Me pareció aún más extraño que el guía delante de mí, pero no había venido aquí para eso, por lo que volví a mi destino mientras seguía al intruso. Mychael se detuvo frente a una repisa sin nada distintivo a las demás, me pregunté «¿Qué tenía de diferente para que él la notara y frenase allí?». Segundos después lo descubrí, cuando luego de hacer a un lado las cajas con los periódicos del tercer estante e introducir su mano, un sonido nuevo, pero apenas audible se escuchó. Tras ponerse de pie y empujando el estante hacia atrás y la derecha, este dejó a la vista una pequeña habitación a oscuras.

En el proceso reaccioné de manera inconsciente con una mezcla de fascinación y temor inundándome. Desde pequeña había oído a mis familiares hablar sobre los pasadizos secretos, e incluso había escuchado que en nuestras mansiones había un gran número de ellos. Sin embargo, era la primera vez que presenciaba uno. Ahora comprendía lo que significaba un lugar tranquilo para Mychael.

―Adelante. ―lo escuché decir.

Ensimismada y asombrada, avancé. Más, recordé el porqué de esta reunión. El sujeto a mi lado no era más que un completo desconocido. Girando sobre mis talones, clavé mis ojos en los suyos, intentando mostrarme amenazante como lo había hecho en la cafetería, pero incrédula de mí misma y del futuro próximo.

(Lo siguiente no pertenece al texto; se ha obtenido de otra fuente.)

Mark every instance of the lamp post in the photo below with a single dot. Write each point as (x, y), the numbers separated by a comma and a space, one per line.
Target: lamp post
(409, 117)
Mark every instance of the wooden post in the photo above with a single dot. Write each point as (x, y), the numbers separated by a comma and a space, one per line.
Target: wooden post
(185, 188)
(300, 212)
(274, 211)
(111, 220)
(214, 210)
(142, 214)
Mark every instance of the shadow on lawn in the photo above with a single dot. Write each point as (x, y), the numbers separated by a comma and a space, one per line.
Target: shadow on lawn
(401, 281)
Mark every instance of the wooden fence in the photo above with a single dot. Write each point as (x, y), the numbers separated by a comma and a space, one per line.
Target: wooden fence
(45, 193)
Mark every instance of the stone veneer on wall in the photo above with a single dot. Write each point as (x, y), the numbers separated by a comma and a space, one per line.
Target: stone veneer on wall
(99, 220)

―No estoy sola―avisé y el lució confundido―. No estoy sola, mis guardaespaldas también se encuentran aquí, si llegas a hacer algo que considere indebido o que atente contra mi seguridad yo...―conminé.

―Comprendo. ―interfirió.

No pude apartar la mirada tan fácil, tomé sus palabras con pinzas pues habían sido lanzadas casi sin sopesar el valor en las mías. Sin embargo, la lógica me sugería que siguiera, después de todo el interrogatorio ni siquiera había comenzado. Volteé de repente, mientras repetía en mi cabeza que todo estaría bien y entraba al cuarto poniendo toda mi confianza en un extraño, que bien podría hacerme daño.

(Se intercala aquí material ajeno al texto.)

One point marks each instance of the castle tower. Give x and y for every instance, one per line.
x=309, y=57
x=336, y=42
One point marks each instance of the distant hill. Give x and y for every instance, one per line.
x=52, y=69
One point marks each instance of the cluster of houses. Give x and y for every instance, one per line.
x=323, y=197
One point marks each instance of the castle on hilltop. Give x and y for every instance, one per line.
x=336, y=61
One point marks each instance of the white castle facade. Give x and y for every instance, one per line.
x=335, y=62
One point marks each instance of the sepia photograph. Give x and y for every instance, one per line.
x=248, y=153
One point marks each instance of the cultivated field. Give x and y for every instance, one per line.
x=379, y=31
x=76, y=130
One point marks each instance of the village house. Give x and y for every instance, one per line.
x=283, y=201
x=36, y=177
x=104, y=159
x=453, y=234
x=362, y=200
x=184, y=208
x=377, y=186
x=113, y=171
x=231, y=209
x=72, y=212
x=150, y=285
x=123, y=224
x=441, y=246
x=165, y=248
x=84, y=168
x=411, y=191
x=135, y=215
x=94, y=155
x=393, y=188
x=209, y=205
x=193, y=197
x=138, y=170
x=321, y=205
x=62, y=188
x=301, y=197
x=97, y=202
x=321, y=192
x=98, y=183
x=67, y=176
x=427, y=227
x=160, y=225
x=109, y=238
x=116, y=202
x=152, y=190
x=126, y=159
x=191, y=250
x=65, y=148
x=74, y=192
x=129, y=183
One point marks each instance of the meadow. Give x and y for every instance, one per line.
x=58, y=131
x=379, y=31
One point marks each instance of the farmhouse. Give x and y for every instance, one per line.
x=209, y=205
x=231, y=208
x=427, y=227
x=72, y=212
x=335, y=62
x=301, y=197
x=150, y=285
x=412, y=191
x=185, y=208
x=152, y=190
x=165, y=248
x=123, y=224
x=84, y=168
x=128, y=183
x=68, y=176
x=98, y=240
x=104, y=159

Era una habitación un tanto pequeña, lucía como un viejo living, no obstante, de la pared frente a la puerta colgaba una pantalla de un proyector. Era lo único a penas visible en el oscuro escondite, la luz que entraba desde el pasillo era escaza y prácticamente nula. Entré casi al tanteo, más mi cuerpo generaba una gran sobra que abarcaba casi por completo la poca iluminación. Mis pasos cuidadosos me llevaron hasta el primer sillón delante de mí. Me sujeté al respaldo como si en cualquier momento fuera a tropezar y caer. En el siguiente instante, la habitación se sumió a la abrumadora oscuridad.

Ni siquiera lo pensé dos veces y volteé aterrada. Reaccioné por instinto, y bajo la aceleración de enfrentarme a lo desconocido. Él había cerrado la entrada, dejado el estante en su lugar, como se supondría que pasaría. Sin embargo, al hacerlo tan de repente tribuló mi confianza. «¿Por qué no encendió una luz primero? ¿Acaso no había iluminación en esta habitación? ¿Me trajo aquí a propósito? ¿Era una trampa? ¿Estoy en peligro? ¿Por qué diantres había confiado?» mi mente no paraba y el agobio se hacía mayor.

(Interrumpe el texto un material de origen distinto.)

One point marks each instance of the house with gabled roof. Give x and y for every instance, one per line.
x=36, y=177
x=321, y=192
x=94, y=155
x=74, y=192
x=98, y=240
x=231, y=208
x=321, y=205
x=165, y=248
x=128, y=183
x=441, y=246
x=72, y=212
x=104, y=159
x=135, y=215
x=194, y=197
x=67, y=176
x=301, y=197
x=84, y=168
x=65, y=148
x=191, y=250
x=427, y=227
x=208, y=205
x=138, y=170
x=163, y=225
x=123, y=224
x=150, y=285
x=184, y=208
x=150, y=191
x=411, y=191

Con los nervios distorsionando mi cordura, mis piernas se movieron torpemente y tropecé con mi propio cuerpo. Para mi gracia caí sobre el sofá a mis espaldas, pero para mí pena un grito agudo salió chillando de mi garganta. La habitación se iluminó de repente, y todo se percibía muy blanco y cegador. Me costó acostumbrarme y ver con claridad, más cuando logré hacerlo pude notar cuan extraña era la situación.

La piel en mi cabeza ardió, como si el fuego surgiera dentro de mí. La posición no era apropiada para tratarse de nuestro segundo encuentro, era demasiado inescrupulosa y sugestiva. Mis piernas colgaban del brazo del sillón entreabiertas hacia él, mi espalda casi por completo apoyada sobre los asientos separada solo por los escasos centímetros que dejaba el espacio entre mis codos y la tela del mismo. Un breve silencio arrasó con toda sensación de comodidad y dejó con su paso aún más vergüenza. Su rostro, claramente sorprendido, lucía como si se preguntase "¿Qué diablos sucedió?" y mis orejas quemando junto con mi lengua enredada no dejaron salir ninguna explicación ni excusa.

Deseé que se abriera un hueco en el sillón y pudiera desaparecer por el mismo.

―¿Estas bien? ―Su voz salió algo aguda, mientras se acercaba a mí.

Carraspeó, sus labios y cejas bailaron exhibiendo diferentes emociones en un reducido periodo de tiempo. Para finalmente dejar escapar a medias una risa y curvar su rostro en una sonrisa.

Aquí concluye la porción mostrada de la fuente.